Keep Lockyer Rural Inc raised bushfire concerns supported by a rural fire officer who had not been nominated as an expert.

The Court emphasised that it placed great importance on considerations affecting the safety of people, living creatures, property and vegetation and the relevant risk of fire.

The land in question was not included in the planning scheme’s overlay map showing bushfire risk of varying categories of seriousness.

All the experts’ evidence did not require rejection of the proposal and the Court believed that appropriate conditions for the proposal would be formulated to prevent bushfire risk.

Did visual amenity impacts require refusal of the proposal?

Council argued that the development detracted from the rural character which currently dominated views from the highway through most of the Lockyer Valley region and conflicted with s. 4.11(2) of the planning scheme which sought to preserve Gatton Shire’s landscape quality.

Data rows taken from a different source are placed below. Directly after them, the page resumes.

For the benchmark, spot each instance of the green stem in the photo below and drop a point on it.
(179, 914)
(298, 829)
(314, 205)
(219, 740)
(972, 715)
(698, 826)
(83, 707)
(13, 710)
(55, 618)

His Honour concluded that the current, general surrounds of the site was relatively “unsightly” and was industrial in character. He stated that the general surrounds were far from salubrious. The impact of the proposal was not unacceptable in the context of the existing visual impacts on the rural character. There were already “assaults” on the rural character of the area from other developments that left little to be protected or maintained.

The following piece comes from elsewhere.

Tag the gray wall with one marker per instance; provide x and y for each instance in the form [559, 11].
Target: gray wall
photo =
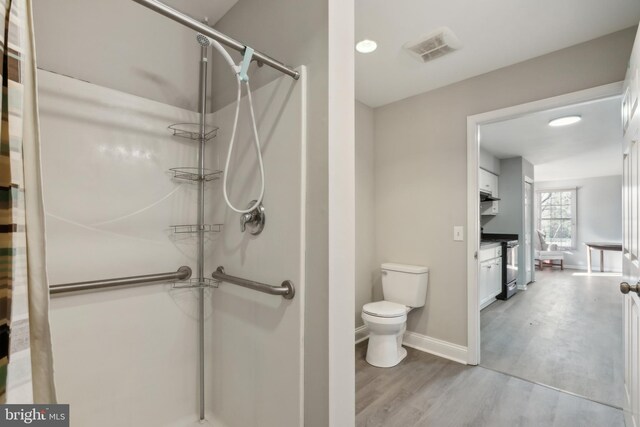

Would the proposal go ahead if approved?

It was argued by Council that the proposal was unviable and that the development would not be implemented if the approval was granted.

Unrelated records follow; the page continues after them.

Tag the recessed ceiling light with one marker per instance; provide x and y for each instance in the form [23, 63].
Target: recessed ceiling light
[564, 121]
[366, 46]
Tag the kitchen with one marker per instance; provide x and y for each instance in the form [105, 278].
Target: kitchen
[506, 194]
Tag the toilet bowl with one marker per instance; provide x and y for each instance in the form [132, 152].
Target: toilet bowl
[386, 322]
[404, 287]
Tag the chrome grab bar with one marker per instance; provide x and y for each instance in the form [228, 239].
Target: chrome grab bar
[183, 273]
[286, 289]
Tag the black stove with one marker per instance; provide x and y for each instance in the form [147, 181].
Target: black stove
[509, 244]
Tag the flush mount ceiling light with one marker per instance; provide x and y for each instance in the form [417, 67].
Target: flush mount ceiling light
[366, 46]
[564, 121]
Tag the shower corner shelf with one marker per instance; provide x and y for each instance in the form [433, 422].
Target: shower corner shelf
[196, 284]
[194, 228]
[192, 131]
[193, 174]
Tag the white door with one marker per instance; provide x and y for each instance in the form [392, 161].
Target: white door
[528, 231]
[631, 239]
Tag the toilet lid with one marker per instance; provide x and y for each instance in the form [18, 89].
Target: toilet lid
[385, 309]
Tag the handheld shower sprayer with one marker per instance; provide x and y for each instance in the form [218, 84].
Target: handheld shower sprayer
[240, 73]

His Honour held that experience shows that not all approvals are acted upon. He could find no reason for thinking that Westlink’s proposal was being pursued with any view other than getting it implemented. He thought that there have been cases which have been weakened by the existence of a particular “rival” approval (where the proposal was unlikely to be implemented and was just used to fend off a competitor) but that this was not the case here.

The neighbours’ submissions and the extent of community opposition

His Honour held that the co-respondents by election (the neighbours) did not have evidence from a qualified expert to back up loss of land value claims even if this was considered to be an issue relevant to the Court’s determination of the application.

The number of people in the community who opposed the development was “miniscule” and claims of widespread community opposition were incorrect.

The “special purpose” issue

Westlink did not advance this issue as it did not want to risk further delay and cost or face another overturn by the Court of Appeal.

His Honour made reference to the 2012 Court of Appeal decision which determined that the “special purpose” consideration could not be a “ground” for overcoming conflict.

However, His Honour was inclined to accept that the “special purpose” consideration impacted upon the seriousness of the conflict.


Robin QC DCJ allowed the appeal and adjourned the matter to enable the parties to work out appropriate conditions for the development approval that appropriately managed the impacts (specifically conditions with respect to bushfire risk).